About expectations: I try not to have any. Like they say, if you want to see God laugh, tell Him your plans.
How long was the process from submission to publication? What were the major milestones for you?
The whole process took about seven months.
About one month after I submitted the ms, my publisher suggested some edits. I delivered them in about three weeks. Then I waited about three months before he accepted the ms.
There were a couple of months of me neurotically making fairly minor copyedits, the publisher creating the various e-formats and the print version, me neurotically looking for more typos, etc.
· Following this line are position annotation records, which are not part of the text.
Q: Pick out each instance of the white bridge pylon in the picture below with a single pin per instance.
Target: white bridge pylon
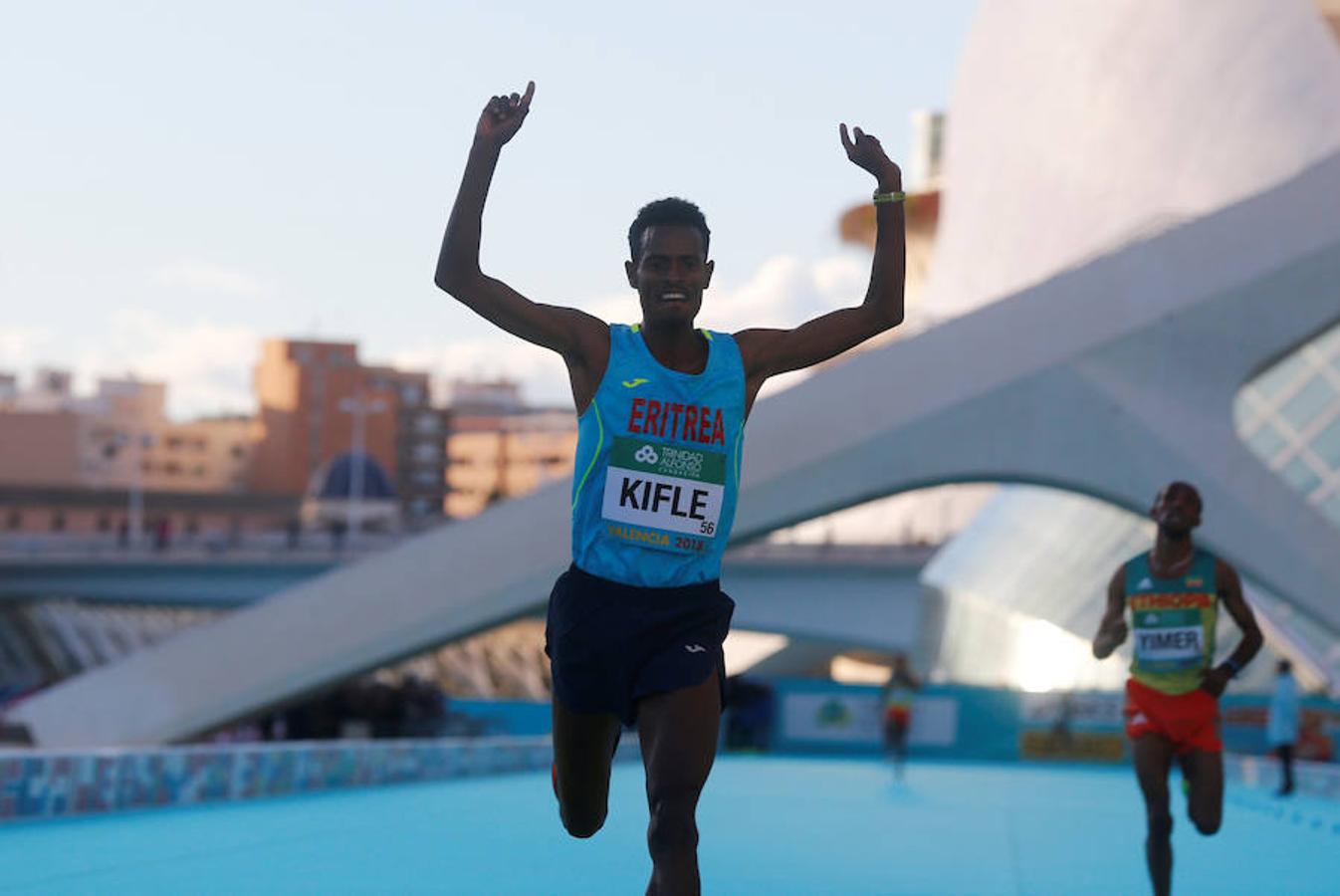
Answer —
(1110, 379)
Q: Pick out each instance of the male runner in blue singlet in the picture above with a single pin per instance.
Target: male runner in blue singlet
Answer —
(635, 624)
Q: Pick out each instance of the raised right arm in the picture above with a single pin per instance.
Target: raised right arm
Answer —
(580, 337)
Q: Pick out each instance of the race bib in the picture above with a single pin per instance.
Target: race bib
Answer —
(1170, 639)
(665, 488)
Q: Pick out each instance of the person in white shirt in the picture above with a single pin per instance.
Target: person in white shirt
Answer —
(1282, 725)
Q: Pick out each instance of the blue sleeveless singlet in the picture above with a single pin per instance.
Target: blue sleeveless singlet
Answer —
(658, 465)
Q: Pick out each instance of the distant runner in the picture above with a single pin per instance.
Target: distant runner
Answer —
(898, 712)
(1172, 699)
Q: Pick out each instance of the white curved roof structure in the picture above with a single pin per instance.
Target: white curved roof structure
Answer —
(1107, 376)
Then a few weeks of me not liking the cover art, suggesting revisions, back and forth.
Finally, in late May, the e-versions were published, then, a few weeks later, the print version.
What kind of post publication support, in terms of promotion, have you received? What kind of promotion have you done yourself?
My publisher has no budget set aside for such things, but he has agreed to some ideas I have suggested, such as price reductions and a contest with a prize of $100, which he said he’d split with me. I think the idea is that if the author wants to try something and is willing to split the cost, he’s game. He understands that taking a smaller profit is a reasonable investment, although he doesn’t have any up-front money.
Do you know yet what’s worked best for you, in terms of promotion?
I have no idea if anything has had any effect at all. (Feel free to make that sound less pathetic, if you can.)
Without access to an alternate universe, it is pretty hard to tell! Is there anyone you’d particularly recommend epublishing to, and anyone you’d suggest avoid it?
That one is easy to answer:
Do epublish if you get no offers from print publishers and/or you have skill in self-promotion and don’t mind calling your own work great. (One guy on CreateSpace invited the world to read his new self-published book, which he called the greatest book ever written, thereby pissing off everybody from God on down.)
Don’t epublish if you think you’re a writer and somebody else should be responsible for marketing what you write.
Might have to agree to disagree on that one 🙂 Though that is pretty much limited to Romance, one of the early adopters of epublishing.
I think that’s everything I wanted to ask. Is there anything you’d like to add?
Please make a modest effort not to make me sound like a complete idiot!